In this extraordinary journey, the product of the work of imagination and curiosity, co-author Mira Harp, with the guidance of her mother, fully explores her vocation as a writer and takes Yiniza through this world as remote and enigmatic as it is fascinating and that, in many ways, it may be related to the reader.
It is a youth book that is enriched by the generosity of its illustrations and other graphic elements that are faithfully drawn from documentary sources, that is, between the pages, the reader will find everything from faithful representations of codices to illustrations coming from the interpretation of Oaxacan artists. Damian Flores and Sabino Guisu.
a messenger from the past
The young author Mira Harp described the emeritus INAH researcher as a messenger, as reflected in the presented novel, and highlighted this quality as fundamental in a world of easily misrepresented information.
Matos Moctezuma agreed with these words: “I have always said that archeology is precisely that, to bring the message of that past that we are revealing. Archeology is not what they paint us in the movies. In a certain way we are messengers, both an archaeologist and a historian in all its aspects; we have to go to the past to bring it to the present and that requires rigor and responsibility that are reflected in our publications”.

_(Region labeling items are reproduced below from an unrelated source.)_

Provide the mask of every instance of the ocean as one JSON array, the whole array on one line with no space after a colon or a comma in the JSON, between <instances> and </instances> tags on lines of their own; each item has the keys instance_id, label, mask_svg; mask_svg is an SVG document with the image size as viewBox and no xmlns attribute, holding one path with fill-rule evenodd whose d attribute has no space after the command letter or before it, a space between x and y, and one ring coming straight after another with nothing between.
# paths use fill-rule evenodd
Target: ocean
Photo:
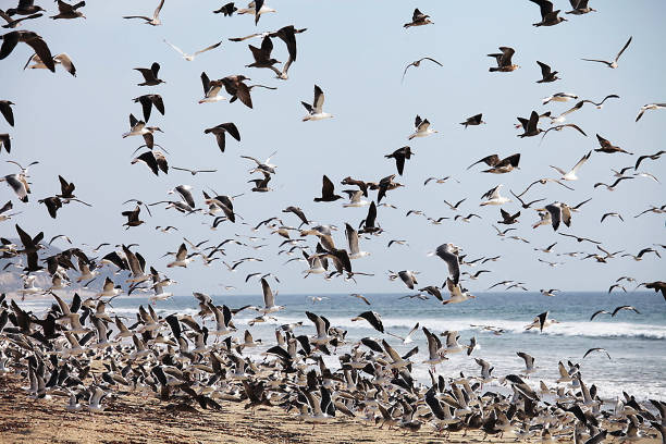
<instances>
[{"instance_id":1,"label":"ocean","mask_svg":"<svg viewBox=\"0 0 666 444\"><path fill-rule=\"evenodd\" d=\"M405 336L418 322L437 334L446 330L456 330L460 334L460 344L469 344L476 336L480 348L471 356L466 353L449 355L449 359L437 366L437 372L444 377L479 375L480 367L473 358L479 357L494 367L493 375L504 377L519 373L525 363L516 353L525 351L534 357L536 371L530 374L530 381L542 380L548 386L555 384L559 377L557 362L571 360L580 363L583 381L588 385L596 384L600 396L605 400L621 396L622 391L633 394L639 399L666 399L666 303L661 294L634 293L560 293L556 297L543 296L540 293L480 293L476 299L461 304L442 306L434 298L429 300L400 299L404 294L365 294L371 306L347 294L319 294L325 297L313 303L309 295L276 296L276 304L286 308L274 316L278 321L257 323L248 328L247 321L257 316L251 310L244 310L234 317L243 341L245 329L249 329L255 340L261 338L263 346L248 349L248 354L259 355L275 344L274 330L282 323L303 321L296 334L314 334L313 324L306 318L305 311L312 311L326 317L332 326L347 330L347 341L353 343L365 336L386 338L398 353L406 353L418 345L419 353L411 358L416 363L412 375L423 384L430 384L429 367L421 363L427 359L428 346L422 331L412 335L414 343L403 345L399 340L381 334L366 321L351 321L351 318L363 311L378 312L387 332ZM237 308L247 304L260 306L262 297L257 296L213 296L215 304L225 304ZM48 298L32 299L20 303L24 309L35 313L42 311L51 304ZM137 307L150 304L146 297L118 297L113 308L108 311L119 316L131 317L125 323L134 321ZM600 309L613 311L618 306L630 305L640 311L621 310L615 318L600 314L593 321L590 317ZM169 300L158 301L153 306L160 316L173 312L195 316L198 312L197 300L193 296L176 296ZM526 331L525 326L532 319L550 311L548 317L560 321L544 329ZM210 320L207 324L210 325ZM501 335L471 325L493 325L503 329ZM212 337L209 341L213 341ZM445 343L445 338L442 338ZM610 355L609 360L603 353L592 353L585 359L589 348L603 347ZM349 346L338 348L338 354L347 351ZM251 350L251 351L250 351ZM257 356L259 359L260 357ZM324 359L331 368L338 368L335 356ZM492 385L493 383L491 383ZM494 383L498 384L498 383Z\"/></svg>"}]
</instances>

Precisely writing the story of Xolita in the Templo Mayor, responded the young co-author, was a discovery, not only historical, own and shared, but as a motive to question the teaching methods of history in basic education: “it served to ask us if the way in which they are teaching us history is functional or if it really interests us, because, the truth is, they teach it to us in a very square way, they only ask us to memorize it and not to live it, and history is lived. In this book, those who make the story are the characters who live it.”

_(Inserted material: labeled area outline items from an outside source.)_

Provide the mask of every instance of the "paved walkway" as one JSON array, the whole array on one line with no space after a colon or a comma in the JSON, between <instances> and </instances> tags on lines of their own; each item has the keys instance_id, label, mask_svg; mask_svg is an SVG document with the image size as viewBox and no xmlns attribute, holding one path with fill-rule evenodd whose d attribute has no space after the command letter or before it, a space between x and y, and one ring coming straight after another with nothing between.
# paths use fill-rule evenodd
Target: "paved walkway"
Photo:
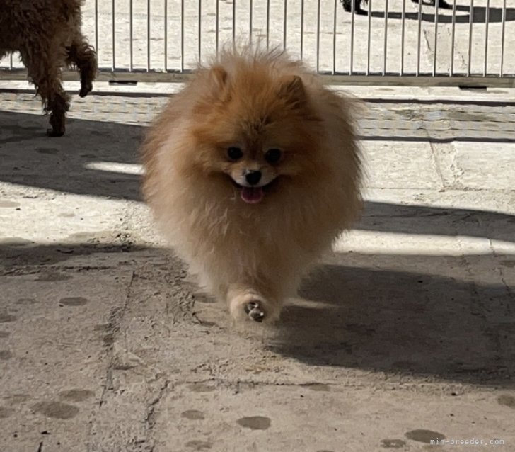
<instances>
[{"instance_id":1,"label":"paved walkway","mask_svg":"<svg viewBox=\"0 0 515 452\"><path fill-rule=\"evenodd\" d=\"M515 95L456 93L371 98L361 221L245 331L141 203L164 98L0 94L0 448L515 450Z\"/></svg>"}]
</instances>

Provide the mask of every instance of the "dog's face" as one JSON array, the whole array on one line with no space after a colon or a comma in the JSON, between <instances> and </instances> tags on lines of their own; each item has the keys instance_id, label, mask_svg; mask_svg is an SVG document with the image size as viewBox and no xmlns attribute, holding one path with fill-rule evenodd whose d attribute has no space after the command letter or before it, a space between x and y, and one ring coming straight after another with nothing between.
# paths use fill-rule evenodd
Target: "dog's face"
<instances>
[{"instance_id":1,"label":"dog's face","mask_svg":"<svg viewBox=\"0 0 515 452\"><path fill-rule=\"evenodd\" d=\"M195 129L195 161L207 174L224 175L228 190L255 204L313 171L319 120L300 77L239 75L231 79L212 69L212 97L196 110L202 123Z\"/></svg>"}]
</instances>

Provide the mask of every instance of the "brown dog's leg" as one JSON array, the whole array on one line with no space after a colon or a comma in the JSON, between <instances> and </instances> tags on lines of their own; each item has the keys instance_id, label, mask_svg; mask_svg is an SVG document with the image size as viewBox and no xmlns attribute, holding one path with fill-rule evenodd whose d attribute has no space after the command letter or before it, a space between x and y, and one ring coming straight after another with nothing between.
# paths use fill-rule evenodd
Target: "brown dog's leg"
<instances>
[{"instance_id":1,"label":"brown dog's leg","mask_svg":"<svg viewBox=\"0 0 515 452\"><path fill-rule=\"evenodd\" d=\"M66 130L66 113L69 108L69 96L66 94L61 82L61 64L53 55L38 49L32 49L32 54L41 60L33 61L28 52L22 52L23 64L27 67L30 80L36 88L36 94L41 96L43 108L50 112L51 129L47 130L49 137L62 137Z\"/></svg>"},{"instance_id":2,"label":"brown dog's leg","mask_svg":"<svg viewBox=\"0 0 515 452\"><path fill-rule=\"evenodd\" d=\"M81 91L79 95L84 97L93 89L93 81L98 67L95 50L80 33L75 36L69 48L66 62L69 65L75 64L80 71Z\"/></svg>"}]
</instances>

Regarding the position, Matos Moctezuma recounted that when he was director of the National Museum of Anthropology “it made me very angry to see that school groups arrived, whether they were primary or secondary, and they sat down to copy the identification cards, because it was proof that they had gone to the museum They didn’t appreciate the pieces, it was amazing. I ever approached to ask a teacher who accompanied them: why don’t you let them see the pieces and write what they want on that piece?
The birth of a writer
The historian María Isabel Grañén highlighted the commitment and clarity with which Mira Harp became familiar with the substantiated history and used the licenses of fiction to fill in the gaps. “It is the imagination of a girl who can make a story with elements that adults would not dare to capture. This is the result of when you learn history and, more than that, you feel it, and you identify with the characters (…) In Mira I discovered a talent that I didn’t know about. I realized that inside our house we have a born storyteller”.

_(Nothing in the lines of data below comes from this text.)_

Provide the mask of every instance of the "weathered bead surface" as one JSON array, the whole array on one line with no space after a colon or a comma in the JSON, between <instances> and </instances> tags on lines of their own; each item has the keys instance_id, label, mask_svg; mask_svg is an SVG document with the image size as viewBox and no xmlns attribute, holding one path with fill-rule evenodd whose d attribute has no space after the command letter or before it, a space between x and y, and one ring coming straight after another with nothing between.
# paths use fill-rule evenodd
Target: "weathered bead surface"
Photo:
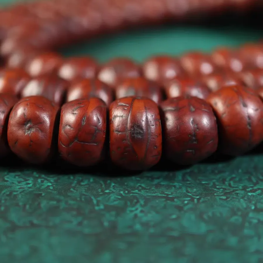
<instances>
[{"instance_id":1,"label":"weathered bead surface","mask_svg":"<svg viewBox=\"0 0 263 263\"><path fill-rule=\"evenodd\" d=\"M159 104L162 99L162 89L157 83L139 77L126 79L117 85L115 90L116 99L135 96L145 97Z\"/></svg>"},{"instance_id":2,"label":"weathered bead surface","mask_svg":"<svg viewBox=\"0 0 263 263\"><path fill-rule=\"evenodd\" d=\"M164 153L168 159L180 165L192 165L216 151L216 119L205 101L180 97L162 102L160 107Z\"/></svg>"},{"instance_id":3,"label":"weathered bead surface","mask_svg":"<svg viewBox=\"0 0 263 263\"><path fill-rule=\"evenodd\" d=\"M49 161L53 153L59 108L43 97L20 100L11 111L8 123L7 138L11 150L28 162L41 164Z\"/></svg>"},{"instance_id":4,"label":"weathered bead surface","mask_svg":"<svg viewBox=\"0 0 263 263\"><path fill-rule=\"evenodd\" d=\"M259 98L261 99L261 100L263 101L263 87L260 89L259 89L257 91Z\"/></svg>"},{"instance_id":5,"label":"weathered bead surface","mask_svg":"<svg viewBox=\"0 0 263 263\"><path fill-rule=\"evenodd\" d=\"M68 84L56 75L42 75L32 79L21 91L21 97L42 96L58 106L64 102Z\"/></svg>"},{"instance_id":6,"label":"weathered bead surface","mask_svg":"<svg viewBox=\"0 0 263 263\"><path fill-rule=\"evenodd\" d=\"M75 82L68 88L66 101L71 101L79 98L98 98L109 107L113 100L113 94L111 89L98 79L82 79Z\"/></svg>"},{"instance_id":7,"label":"weathered bead surface","mask_svg":"<svg viewBox=\"0 0 263 263\"><path fill-rule=\"evenodd\" d=\"M210 56L199 52L191 52L181 58L183 68L191 76L209 75L216 71L216 67Z\"/></svg>"},{"instance_id":8,"label":"weathered bead surface","mask_svg":"<svg viewBox=\"0 0 263 263\"><path fill-rule=\"evenodd\" d=\"M66 80L78 78L92 79L97 75L98 69L97 62L87 57L72 57L65 60L58 69L58 76Z\"/></svg>"},{"instance_id":9,"label":"weathered bead surface","mask_svg":"<svg viewBox=\"0 0 263 263\"><path fill-rule=\"evenodd\" d=\"M178 59L167 56L150 58L143 63L142 70L146 78L162 84L185 73Z\"/></svg>"},{"instance_id":10,"label":"weathered bead surface","mask_svg":"<svg viewBox=\"0 0 263 263\"><path fill-rule=\"evenodd\" d=\"M263 103L253 90L239 86L223 87L207 100L216 114L221 152L240 155L263 140Z\"/></svg>"},{"instance_id":11,"label":"weathered bead surface","mask_svg":"<svg viewBox=\"0 0 263 263\"><path fill-rule=\"evenodd\" d=\"M6 155L10 151L7 142L7 124L10 112L18 101L13 95L0 94L0 158Z\"/></svg>"},{"instance_id":12,"label":"weathered bead surface","mask_svg":"<svg viewBox=\"0 0 263 263\"><path fill-rule=\"evenodd\" d=\"M79 166L96 164L103 157L107 108L100 99L80 99L61 108L58 151L62 158Z\"/></svg>"},{"instance_id":13,"label":"weathered bead surface","mask_svg":"<svg viewBox=\"0 0 263 263\"><path fill-rule=\"evenodd\" d=\"M205 99L211 92L203 83L188 78L170 81L165 85L165 90L168 98L182 96Z\"/></svg>"},{"instance_id":14,"label":"weathered bead surface","mask_svg":"<svg viewBox=\"0 0 263 263\"><path fill-rule=\"evenodd\" d=\"M141 75L139 67L134 61L121 58L112 59L103 66L98 78L103 82L115 86L119 79L136 78Z\"/></svg>"},{"instance_id":15,"label":"weathered bead surface","mask_svg":"<svg viewBox=\"0 0 263 263\"><path fill-rule=\"evenodd\" d=\"M225 70L240 72L245 68L245 62L238 51L219 48L212 53L211 56L214 63Z\"/></svg>"},{"instance_id":16,"label":"weathered bead surface","mask_svg":"<svg viewBox=\"0 0 263 263\"><path fill-rule=\"evenodd\" d=\"M62 64L63 58L53 52L43 53L29 60L26 65L27 72L32 77L56 72Z\"/></svg>"},{"instance_id":17,"label":"weathered bead surface","mask_svg":"<svg viewBox=\"0 0 263 263\"><path fill-rule=\"evenodd\" d=\"M222 87L243 85L244 83L236 74L222 72L204 76L202 80L210 90L216 91Z\"/></svg>"},{"instance_id":18,"label":"weathered bead surface","mask_svg":"<svg viewBox=\"0 0 263 263\"><path fill-rule=\"evenodd\" d=\"M162 131L157 104L145 98L117 100L110 108L111 159L125 169L144 170L156 164L162 153Z\"/></svg>"},{"instance_id":19,"label":"weathered bead surface","mask_svg":"<svg viewBox=\"0 0 263 263\"><path fill-rule=\"evenodd\" d=\"M0 71L0 93L8 93L19 96L21 91L31 78L20 69L4 69Z\"/></svg>"}]
</instances>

The PhD in Art History from the University of Seville added that it was much easier for her co-author and daughter to address complex issues, such as human sacrifices, a subject whose historical gaps were filled with absolute skill and with total respect for the worldview of the Mesoamerican liturgies.
“That makes me think about how important it would be for us to act like this today with the other who thinks differently, or with the original peoples, because they have their worldview and we cannot approach them because we impose our way of regret. (…) Mira’s approach does not judge at any time”, praised the historian.
Xolita in the Templo Mayor
- Publisher: Almadia
- Authors: Mary Elizabeth Grañen Porrua, Mira Harp Grañen
- Year: 2022
- 127 pages
- Printed price: 250 pesos
The profits obtained for the authors and artists of Xolita in the Templo Mayor will be destined to the Archaeological Project of the Templo Mayor.